Block_Matching_Algorithm_For_Motion_Estimation

advertisement
International Journal of Research In Science & Engineering
Volume: 1 Issue: 1
e-ISSN: 2394-8299
p-ISSN: 2394-8280
BLOCK MATCHING ALGORITHM FOR MOTION ESTIMATION
Siddharth Joshi1, Shubham S.Kale2, Akshay Kalokhe3, Sanket Kulkarni4
1
Student, Computer Department, PCCOE, siddharth9527@gmail.com
Student, Computer Department, DYPIEMR, shubham.kale27@gmail.com
3
Student, Computer Department, SRTTC, akshaykalokhe22@gmail.com
4
Student, Computer Department, SRTTC, sanket.kulkarni20@gmail.com
2
ABSTRACT
This paper is a survey of the block matching algorithms used for motion estimation in video compression. It
implements and compares 4 different types of block matching algorithms that range from the very basic
Exhaustive Search to the recent fast adaptive algorithms like Adaptive Energy Model For Motion
Estimation(AEME). The algorithms that are evaluated in this paper are widely acknowledged by the video
compressing community and have been used in implementing various standards, ranging from MPEG1 to
MPEG4 . The paper also presents a very brief introduction to the entire flow of video compression.

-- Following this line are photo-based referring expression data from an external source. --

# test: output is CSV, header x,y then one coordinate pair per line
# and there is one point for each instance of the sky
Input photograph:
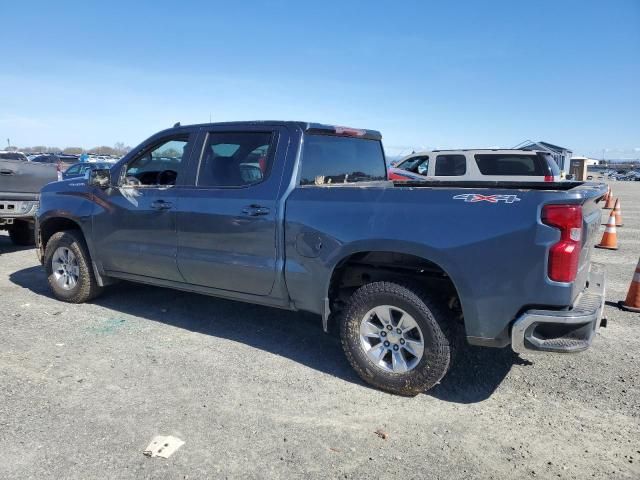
x,y
426,74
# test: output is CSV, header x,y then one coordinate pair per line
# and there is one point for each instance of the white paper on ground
x,y
162,446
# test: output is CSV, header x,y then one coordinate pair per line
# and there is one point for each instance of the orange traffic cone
x,y
610,201
618,213
632,303
610,236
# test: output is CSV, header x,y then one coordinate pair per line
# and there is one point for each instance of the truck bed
x,y
24,179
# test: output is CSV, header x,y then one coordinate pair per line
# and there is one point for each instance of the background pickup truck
x,y
20,184
301,216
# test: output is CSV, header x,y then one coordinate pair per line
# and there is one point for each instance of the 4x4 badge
x,y
476,197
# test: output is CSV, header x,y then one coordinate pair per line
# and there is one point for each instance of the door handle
x,y
255,210
161,205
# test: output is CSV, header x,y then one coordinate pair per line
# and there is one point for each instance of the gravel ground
x,y
262,393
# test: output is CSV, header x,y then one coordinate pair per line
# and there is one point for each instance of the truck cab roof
x,y
308,127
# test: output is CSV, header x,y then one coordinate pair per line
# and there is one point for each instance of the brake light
x,y
565,254
350,132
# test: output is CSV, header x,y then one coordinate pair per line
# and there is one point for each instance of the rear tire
x,y
68,265
22,233
397,338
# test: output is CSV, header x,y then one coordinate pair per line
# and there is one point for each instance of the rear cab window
x,y
331,159
511,164
451,165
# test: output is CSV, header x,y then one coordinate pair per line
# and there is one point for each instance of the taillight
x,y
564,255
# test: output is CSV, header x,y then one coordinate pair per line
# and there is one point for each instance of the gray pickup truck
x,y
20,184
301,216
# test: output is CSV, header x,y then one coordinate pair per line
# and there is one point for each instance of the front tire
x,y
397,338
22,233
68,267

Keywords: Block matching, motion estimation, video compression.
----------------------------------------------------------------------------------------------------------------------------1. INTRODUCTION
With the onset of the multimedia age and the spread of Internet, video storage on CD/DVD and streaming
video has been gaining a lot of popularity. The Moving Picture Experts Group (MPEG) video coding standards
pertain towards compressed video storage on physical media like CD/DVD. Generally in any standard the basic
flow of the entire compression decompression process is largely the same and is depicted in Fig below. The
encoding side estimates the motion in the current frame with respect to a preceding frame. A motion compensated
image for the current frame is then created that is built of blocks of image from the preceding frame. The motion
vectors for blocks used for motion estimation are transmitted, as well as the variance of the compensated image with
the current frame is also JPEG encoded and sent. The encoded image that is sent is then decrypted at the encoder
and used as a reference frame for the subsequent frames. The decoder converses the process and creates a full frame.
The whole idea behind motion estimation based video compression is to save on bits by sending JPEG encoded
variance images which inherently have less energy and can be highly compressed as associated to sending a full
frame that is JPEG encoded. Motion JPEG, where all frames are JPEG encoded.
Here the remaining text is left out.